Doch sein Herz gehört weiter dem Schäferleben im Lake Distrikt.
Dort arbeitet er in seiner freien Zeit, auch nach dem Studium. Wenn doch die Farm nicht genug abwirft um ihn und seine Familie voll zu ernähren.
Zu den beständig schlechter werdenden Bedingungen schreibt er:
„It was the same for small farmers everywhere. Our sheep made the same price at market as they had done twenty years earlier. We kept more and more and made less and less money. The cost of everything else was rocketing. Farm workers go old and were never replaced. Our buildings were thirty or forty years old and slowly falling apart, but there was no money to replace them either. Our tractors and machinery were also ageing. Farming was changing too, with a raft of new regulations that would cost a fortune to abide by on an old farm like ours. My father and mother and I were working like dogs, running fast to stand still, but just got worse and worse. No one in our world knew what to do about it, other than work like hell and hope that something would change. My dad's catchphrase was 'farming is fucked'.“
„Es war das Selbe für alle kleinen Höfe überall. Unsere Schafe brachten auf dem Markt den gleichen Preis wie vor zwanzig Jahren. Wir hielten immer mehr und mehr und machten weniger und noch weniger Geld. Die Kosten von allem anderen schossen in die Höhe. Farmarbeiter gingen in den Ruhestand und wurden nie ersetzt. Unsere Gebäude waren dreißig oder vierzig Jahre alt und fielen langsam auseinander, aber da war kein Geld um sie zu sanieren. Unsere Traktoren und Maschinen alterten auch. Und die Landwirtschaft veränderte sich, es gab jede Menge neue Regulierungen die ein Vermögen kosteten, wollte man so einen alten Hof wie unseren denen anpassen. Mein Vater, meine Mutter und ich arbeiteten bis zur Erschöpfung, rannten schnell um auf der Stelle zu stehen, aber es wurde nur schlimmer und schlimmer. Niemand in unserer Welt wusste, was dagegen zu tun war, außer wie der Teufel zu arbeiten und zu hoffen, dass sich irgendwas ändern würde. Der Standardspruch meines Vaters war: Schäferei ist am Arsch.“
Mit diesen Worten trifft James Rebanks die Situation der Weidetierhalter weltweit!
Mit seinem Buch erzählt er nicht nur seine Lebensgeschichte, auch lässt er uns Teilhaben an dem Jahresablauf in der Schäferei.
Diesen schildert er sehr Detailfreudig und mitreißend.
Dabei ist es mit Sicherheit auch für jeden Nichtschäfer verständlich.
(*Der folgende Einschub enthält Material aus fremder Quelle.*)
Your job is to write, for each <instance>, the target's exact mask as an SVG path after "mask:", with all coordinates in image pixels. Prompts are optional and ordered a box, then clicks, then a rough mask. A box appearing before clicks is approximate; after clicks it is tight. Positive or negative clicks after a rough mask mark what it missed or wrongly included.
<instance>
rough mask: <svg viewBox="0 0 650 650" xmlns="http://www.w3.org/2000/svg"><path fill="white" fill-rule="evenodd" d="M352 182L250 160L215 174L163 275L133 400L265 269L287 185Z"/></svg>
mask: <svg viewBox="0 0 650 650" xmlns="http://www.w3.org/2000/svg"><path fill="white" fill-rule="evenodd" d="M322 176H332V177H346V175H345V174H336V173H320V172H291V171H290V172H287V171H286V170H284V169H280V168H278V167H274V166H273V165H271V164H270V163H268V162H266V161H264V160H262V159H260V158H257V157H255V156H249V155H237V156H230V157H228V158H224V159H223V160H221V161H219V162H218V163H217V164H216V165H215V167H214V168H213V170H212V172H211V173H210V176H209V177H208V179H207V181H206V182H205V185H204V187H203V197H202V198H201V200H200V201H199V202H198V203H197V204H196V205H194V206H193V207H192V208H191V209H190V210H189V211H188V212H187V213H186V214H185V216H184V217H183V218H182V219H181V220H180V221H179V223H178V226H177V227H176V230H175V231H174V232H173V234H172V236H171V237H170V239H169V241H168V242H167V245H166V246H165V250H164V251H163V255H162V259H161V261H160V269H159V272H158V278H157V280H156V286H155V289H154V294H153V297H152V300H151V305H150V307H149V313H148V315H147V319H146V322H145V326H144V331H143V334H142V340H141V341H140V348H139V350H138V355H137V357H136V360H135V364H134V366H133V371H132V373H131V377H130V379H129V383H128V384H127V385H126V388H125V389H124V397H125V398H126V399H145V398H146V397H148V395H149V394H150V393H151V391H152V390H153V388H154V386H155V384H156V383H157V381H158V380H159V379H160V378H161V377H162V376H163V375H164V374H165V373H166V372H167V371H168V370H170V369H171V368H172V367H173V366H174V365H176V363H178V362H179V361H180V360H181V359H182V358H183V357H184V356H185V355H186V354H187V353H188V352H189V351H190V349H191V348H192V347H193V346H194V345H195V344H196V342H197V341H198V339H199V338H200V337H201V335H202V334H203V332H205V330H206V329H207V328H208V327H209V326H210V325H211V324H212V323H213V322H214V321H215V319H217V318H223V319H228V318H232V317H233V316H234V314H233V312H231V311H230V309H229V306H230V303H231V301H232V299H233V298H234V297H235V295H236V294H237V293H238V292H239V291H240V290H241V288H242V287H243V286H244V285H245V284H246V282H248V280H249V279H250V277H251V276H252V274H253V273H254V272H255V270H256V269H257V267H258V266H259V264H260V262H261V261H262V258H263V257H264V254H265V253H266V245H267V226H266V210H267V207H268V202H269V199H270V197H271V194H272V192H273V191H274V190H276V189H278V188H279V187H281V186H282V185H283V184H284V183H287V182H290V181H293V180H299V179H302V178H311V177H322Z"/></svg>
Wobei ich das natürlich nicht genau beurteilen kann. Aber die Bestsellerlisten die das Buch anführt, bestätigen doch meine Aussage.
Für mich war es eine Freude Einzutauchen. Nicht nur, wegen den vertrauten Aspekten, auch und gerade da, wo er Dinge schildert die neu und anders sind, als ich sie aus der Schäferei kenne, fesselt er mich.
Seine Beschreibungen der Vorbereitungen für die Auktionen und diese selbst sind für mich eine spannende, fremde Welt. Habe ich bisher nur in Betrieben mit Gebrauchschafen gearbeitet wo höchstens der Bock gekört von der Auktion kam, war mir dieser ganze Rummel nicht nur unerklärlich. Ich wollte ihn auch nicht so recht verstehen.
Rebanks schafft es, mich hinein zu ziehen, in das Schrubben, Bürsten, Zupfen der Schafe, dem Präsentieren, den Stolz auf die eigene Zucht.
Ich war so tief in der Geschichte, dass ich Rotz und Wasser heulen musste, als die Maul- und Klauenseuche über England rollte und alle Schafe des Hofes, hochtragend noch dazu, gekeult wurden.
Die Schilderung der Lammzeit trifft die horrende Arbeitsbelastung, das nervenaufreibende und gleichzeitig die Freude dieser Jahreszeit.
Auch macht er an allen Ecken deutlich, wie wertvoll die Arbeit für Natur und Umwelt ist, wie viel Herzblut, Tradition und Verstand dahinter steckt.
Die Wurzeln die die Menschen des Lake District mit ihrem Land verbindet, reichen Tief, machen sie Teil der Landschaft, der Schönheit, schaffen eine Sicherheit und Geborgenheit von der jeder Stadtmensch nur träumen kann.
Und auch mich fasziniert gerade das, bin ich doch Schäferin und Schäfertochter, fehlen die Wurzeln. Betriebe die schon seit Generationen auf, von und mit ihrer Scholle leben berühren etwas tief in einem. Eine Sehnsucht die viele in sich tragen, nach dem Ankommen, dem wissen wo man hin gehört.
James Rebanks berichtet von einer Kulturform die es schon seit tausenden von Jahren gibt, die von allen Seiten bedroht wird und doch so brandaktuell ist. Deren Verlust nicht nur zum Schaden der sie lebenden wäre, sondern ein Schaden für die Menschheit.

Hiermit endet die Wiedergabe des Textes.